Access and Correction
Under the Act, you have the right to request for information about your personal data that is in our possession or under our control. You can also request for information about the ways in which your personal data has been or may have been used or disclosed by us. An administrative fee may be imposed on you for the request. Please email request to firstname.lastname@example.org.
Withdrawal of Consent
You have the right to withdraw any consent that you have given to us. Please let us have any notice of withdrawal in writing, indicating your instructions clearly. If you withdraw your consent for the collection, use or disclosure of your personal data, we will put the withdrawal into effect within thirty (30) working days of your request. Please email request to email@example.com.
Accuracy Of Personal Data
SRC will keep personal data as accurate, complete and up to date, taking into account its use and the interests of our members, volunteers and donors. Where possible, we will validate data provided using accepted practices and guidelines. This might include a request to see original documentation before we use the personal data such as data with personal identifiers and/or proof of address.

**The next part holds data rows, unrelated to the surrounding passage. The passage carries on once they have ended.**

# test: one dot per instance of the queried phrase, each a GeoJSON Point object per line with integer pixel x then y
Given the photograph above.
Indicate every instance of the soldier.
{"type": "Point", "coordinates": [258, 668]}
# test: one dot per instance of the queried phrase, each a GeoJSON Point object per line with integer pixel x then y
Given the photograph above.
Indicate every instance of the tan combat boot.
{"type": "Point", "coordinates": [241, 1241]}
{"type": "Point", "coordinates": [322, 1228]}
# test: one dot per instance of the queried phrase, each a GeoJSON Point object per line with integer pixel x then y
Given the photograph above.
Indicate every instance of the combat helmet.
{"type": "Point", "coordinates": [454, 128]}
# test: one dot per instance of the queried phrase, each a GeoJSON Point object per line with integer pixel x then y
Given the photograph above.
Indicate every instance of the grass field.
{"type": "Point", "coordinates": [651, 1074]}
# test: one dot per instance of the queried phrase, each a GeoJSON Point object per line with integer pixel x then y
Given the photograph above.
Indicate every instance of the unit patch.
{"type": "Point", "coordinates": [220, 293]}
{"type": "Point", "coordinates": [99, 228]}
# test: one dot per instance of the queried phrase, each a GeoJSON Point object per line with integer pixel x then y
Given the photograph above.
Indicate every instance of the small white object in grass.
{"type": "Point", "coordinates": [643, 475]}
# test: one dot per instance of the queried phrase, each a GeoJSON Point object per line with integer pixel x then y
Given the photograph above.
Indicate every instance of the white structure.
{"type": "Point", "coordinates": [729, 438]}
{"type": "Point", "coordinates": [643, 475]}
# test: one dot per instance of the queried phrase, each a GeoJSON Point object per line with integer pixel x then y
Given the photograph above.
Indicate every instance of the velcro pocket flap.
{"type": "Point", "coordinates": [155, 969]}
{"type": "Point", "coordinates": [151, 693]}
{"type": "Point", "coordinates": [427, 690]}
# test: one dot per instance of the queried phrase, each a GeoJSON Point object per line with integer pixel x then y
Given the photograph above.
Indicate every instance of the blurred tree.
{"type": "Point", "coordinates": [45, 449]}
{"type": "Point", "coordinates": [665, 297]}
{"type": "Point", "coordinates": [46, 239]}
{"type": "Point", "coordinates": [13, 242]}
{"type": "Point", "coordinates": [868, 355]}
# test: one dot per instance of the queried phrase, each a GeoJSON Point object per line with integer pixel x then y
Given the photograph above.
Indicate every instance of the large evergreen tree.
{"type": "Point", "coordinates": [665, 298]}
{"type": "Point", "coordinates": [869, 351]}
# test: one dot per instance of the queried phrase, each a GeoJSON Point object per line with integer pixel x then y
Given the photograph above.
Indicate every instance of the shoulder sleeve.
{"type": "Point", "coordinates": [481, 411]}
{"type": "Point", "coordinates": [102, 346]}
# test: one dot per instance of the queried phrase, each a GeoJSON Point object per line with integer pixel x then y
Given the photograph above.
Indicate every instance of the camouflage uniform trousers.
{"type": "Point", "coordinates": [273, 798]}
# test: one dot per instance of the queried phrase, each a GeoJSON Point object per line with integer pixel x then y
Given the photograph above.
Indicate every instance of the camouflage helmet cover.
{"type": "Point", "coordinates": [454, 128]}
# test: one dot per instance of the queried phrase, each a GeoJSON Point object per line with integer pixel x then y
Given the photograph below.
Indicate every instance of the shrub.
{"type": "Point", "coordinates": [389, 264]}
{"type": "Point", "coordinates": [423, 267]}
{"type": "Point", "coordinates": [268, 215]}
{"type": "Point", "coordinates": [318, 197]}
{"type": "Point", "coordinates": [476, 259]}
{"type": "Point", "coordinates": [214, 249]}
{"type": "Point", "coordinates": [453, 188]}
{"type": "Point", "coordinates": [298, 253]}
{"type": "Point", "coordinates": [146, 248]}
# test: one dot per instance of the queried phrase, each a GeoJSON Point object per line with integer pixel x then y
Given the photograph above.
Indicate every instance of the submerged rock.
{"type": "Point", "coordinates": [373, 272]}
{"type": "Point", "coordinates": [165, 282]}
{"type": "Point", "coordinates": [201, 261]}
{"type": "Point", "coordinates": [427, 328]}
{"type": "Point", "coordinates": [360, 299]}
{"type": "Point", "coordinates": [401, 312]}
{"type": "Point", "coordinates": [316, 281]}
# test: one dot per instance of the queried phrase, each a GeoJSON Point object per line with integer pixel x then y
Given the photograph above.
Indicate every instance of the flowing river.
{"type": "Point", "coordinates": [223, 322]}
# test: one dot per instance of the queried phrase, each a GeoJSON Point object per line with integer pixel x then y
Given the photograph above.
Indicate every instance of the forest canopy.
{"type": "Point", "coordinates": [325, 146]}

Protection Of Personal Data
SRC protects personal data against loss or theft, as well as unauthorized access, disclosure, copying, use or modification with security safeguards appropriate to the sensitivity of the personal data, regardless of the format in which it is held.
Retention of Personal Data
SRC will retain your personal data only for as long as the purposes for which such data is collected or used (as notified to you) continues, or where necessary for our legal or business purposes. Thereafter, SRC will delete or destroy the personal data, or remove the data that can be associated with you.
Transfer of personal data
SRC may transfer any personal data in its possession or control to another SRC entity as may be necessary to achieve the purposes set out above and to provide SRC ’s services to you. SRC may transfer the personal data outside Singapore with SRC ensuring that appropriate safeguards are put in place in compliance to PDPA.
Feedback and queries
If you have any feedback or queries in relation to the protection and retention of your personal data, you may also write to our Personal Data Protection Officer. We will look into your feedback or queries, and will provide you with a response within three (3) working days.
Changes to the notification
We reserve the right to modify or change this Notification at any time. This notification may be amended in tandem with changes in the legislation.